Similarly, an elite player with off-field concerns will still get a big deal, unless those off-field issues surface far too often. It may not be with a team one imagines, or who the player likes, but that deal is almost certain to come.
Considering pro sports is a big business, it makes sense that there would be some parallels. Oftentimes, casual fans only notice the business aspect of sports tangentially, like when a player is traded or not re-signed for reasons they can’t understand. They understand the competitive aspect, but not the other workings.
This is not an exact comparison, to be sure. Athletes who haven’t tapped into their full potential, or whose potential was perhaps overestimated, are a little different than companies that some areas for concern if they try to grow.
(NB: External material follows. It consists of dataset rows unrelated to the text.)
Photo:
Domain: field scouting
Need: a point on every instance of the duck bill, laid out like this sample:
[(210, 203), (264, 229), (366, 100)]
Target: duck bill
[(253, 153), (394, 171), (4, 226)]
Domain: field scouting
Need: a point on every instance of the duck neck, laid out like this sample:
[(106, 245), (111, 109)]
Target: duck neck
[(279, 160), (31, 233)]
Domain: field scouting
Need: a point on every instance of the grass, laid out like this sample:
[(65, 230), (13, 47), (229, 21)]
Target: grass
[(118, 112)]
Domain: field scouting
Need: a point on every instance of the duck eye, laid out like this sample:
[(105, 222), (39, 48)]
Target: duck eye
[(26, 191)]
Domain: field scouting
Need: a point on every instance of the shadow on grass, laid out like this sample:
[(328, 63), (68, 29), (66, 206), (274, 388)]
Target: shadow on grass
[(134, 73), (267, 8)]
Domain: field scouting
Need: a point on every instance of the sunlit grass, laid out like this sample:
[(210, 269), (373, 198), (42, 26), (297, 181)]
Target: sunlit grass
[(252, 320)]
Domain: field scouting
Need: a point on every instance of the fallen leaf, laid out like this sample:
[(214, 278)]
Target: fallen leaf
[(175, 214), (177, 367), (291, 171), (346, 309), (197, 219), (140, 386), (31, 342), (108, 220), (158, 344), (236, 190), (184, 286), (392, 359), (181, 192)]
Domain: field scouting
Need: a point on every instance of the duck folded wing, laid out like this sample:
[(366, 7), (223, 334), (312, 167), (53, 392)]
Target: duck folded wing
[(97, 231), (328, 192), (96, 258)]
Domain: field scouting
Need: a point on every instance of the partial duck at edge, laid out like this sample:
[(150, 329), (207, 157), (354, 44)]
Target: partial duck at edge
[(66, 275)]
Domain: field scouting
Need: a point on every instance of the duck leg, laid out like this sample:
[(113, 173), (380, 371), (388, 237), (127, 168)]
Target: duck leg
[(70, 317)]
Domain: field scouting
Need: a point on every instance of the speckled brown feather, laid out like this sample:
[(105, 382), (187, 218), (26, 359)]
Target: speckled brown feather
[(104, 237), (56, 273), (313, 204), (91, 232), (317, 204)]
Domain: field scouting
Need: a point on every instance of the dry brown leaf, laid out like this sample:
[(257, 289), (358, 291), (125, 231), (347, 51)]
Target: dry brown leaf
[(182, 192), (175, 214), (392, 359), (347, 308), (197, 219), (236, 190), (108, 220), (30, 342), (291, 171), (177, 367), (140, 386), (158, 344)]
However, it’s all about a risk assessment, and it may be a question of whether or not to pull the trigger or to do so at a certain cost/valuation.
This is an interesting subject, and anyone who has been paying attention has noticed that a lot of companies are waiting longer to go public, if they ever do that. When you’re able to raise the kind of money for big valuations without the public market, there’s not much incentive to do an IPO. That seems to go right along with founders staying longer; oftentimes, going public is one of the last steps for founders, because so many would rather start another company or help another at an early stage that stay on to run a public company. Certainly, the requirements of Sarbanes-Oxley could be a factor, but given the valuations of companies that in the past might have gone public earlier, if at all, it may only be a small factor for many of them.
For me, though, the parallels to sports were the first takeaway, and they started a good article in a pretty good issue of the magazine to boot.